„Sei gefaßt, was ich dir mitteile ist die
nackte Wahrheit. Etwa eine Woche nach Anitas Beerdigung ging ich zur Bank um
meine Angelegenheiten zu regeln. Ich gab wenig aus von dem was du für mich
erworben hattest durch den Verkauf meiner Besitztümer. Es war eine
beträchtliche Summe wie du dich sicherlich erinnerst.“ „Ein Teil davon verzehrte gewiß der Kauf
des erwähnten Grundstücks,“ gab Ebert zu bedenken. „Lediglich auf dem Papier, da wir nur eine
Anzahlung von zehn Prozent machten und
uns verpflichteten das Übrige später zu bezahlen.“ „Wir?“ „Ja. Ich meine Anita und mich, wir waren
damals verlobt.“ „Das überrascht mich angesichts deiner
Abneigung Zinsen zu zahlen.“ „Schon, aber Anita bestand darauf.“ Bestrebt seinen rügenden Blick zu
verhehlen, lenkte Ebert ab: „Wie ging es bei der Bank?“ „Überhaupt nicht gut.

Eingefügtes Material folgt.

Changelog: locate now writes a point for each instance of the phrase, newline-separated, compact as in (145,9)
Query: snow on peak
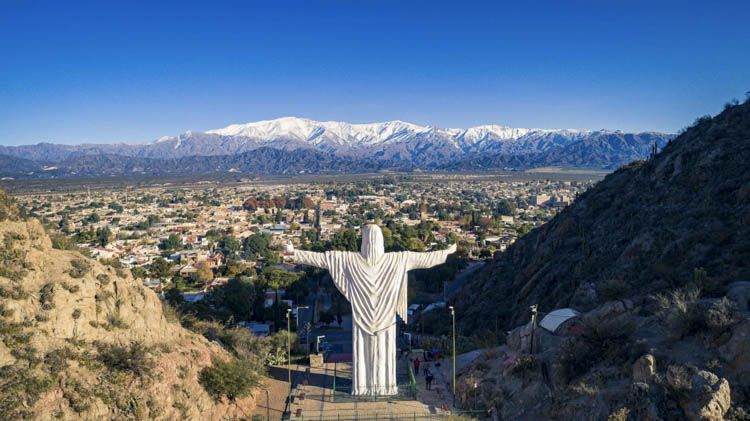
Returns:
(336,133)
(294,128)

Kurzum, dort war
nichts zu erledigen.“ „Nichts zu erledigen?“ wiederholte Ebert
verduzt. „Es mußte doch ein beträchtliches Vermögen vorhanden sein, in
Bargeld und Wertpapieren.“ „Sollte, Franz, sollte, jedoch alles war
verschwunden.“ Ebert sprang auf. „Das überschreitet die Grenzen meines
Verstandes,“ rief er verblüfft. „Meine auch. Ich wiederhole: Das Konto
war ausgeraubt, unsere Tresorfächer enthielten nichts als Luft.“ „Aber – aber, warst du nicht der einzige
Bevollmächtigte im Besitz von Schlüsseln sowie des Losungwortes, welches die
Sicherheit erfordert?” “Eigentlich nicht, Anita war
Mitunterzeichnerin sowie im Besitz von Schlüsseln, ferner war ihr das
Kennwort bekannt. Überdies pflegte sie einen regen Umgang mit den
Angestellten der Banken.” „Du sprichst in der Mehrzahl.” „Ja. Unser Geld, die Wertpapiere wie auch
Wertsachen, verwahrten wir in drei bedeutenden Banken.” Da er Eberts nächste Frage voraus ahnte,
erklärte Baldwin: „Dasselbe geschah bei den anderen Banken.” Während Ebert heimlich den Kopf darüber
schüttelte wie man seine ganze Habe der Willkür anderer anheim stellen
konnte, sei es die Ehefrau oder sonstwer, fiel ihm plötzlich ein warum ihm
die Frau in den Bildern bekannt vorkam. Er war sicher, ihr, oder einer ihrer
Blutsverwandten, schon mal begegnet zu sein. Seine Gedanken wurden
unterbrochen von Baldwins erschütternder Verkündung: „Franz, jemand hat
mich ausgeraubt.” Mit erhobenen Händen wies er die
erwarteten Einwände des Freundes zurück. „Eh du Schlüsse ziehst möchte ich dich darauf
aufmerksam machen, daß diese Abhebungen vier Tage nach Anitas Beerdigung
geschahen, worüber ich mir im klaren bin. Das Ganze kommt mir unmöglich vor,
wie reiner Betrug. Ich schlug einen gewaltigen Krach bei der Bank, was den
Verwalter veranlaßte samt seiner Gefolgschaft herbeizueilen. Der Versuch mich
zu beschwichtigen erwies sich als erfolglos. Ich schlug mit den Fäusten auf
den Schaltertisch und stampfte mit den Füßen auf bis der Direktor erschien.” „Was sagte er?” „Anfangs nicht viel. Er begann in so einer
Art Französisch zu reden, wovon ich bloß die Hälfte verstand. Dann forderte
er mich auf, wie auch einige Angestellte, ihm in sein Büro zu folgen.” Baldwin unterbrach seinen Bericht, wonach
er den sonderbarsten Blick auf Ebert warf den man sich vorstellen kann.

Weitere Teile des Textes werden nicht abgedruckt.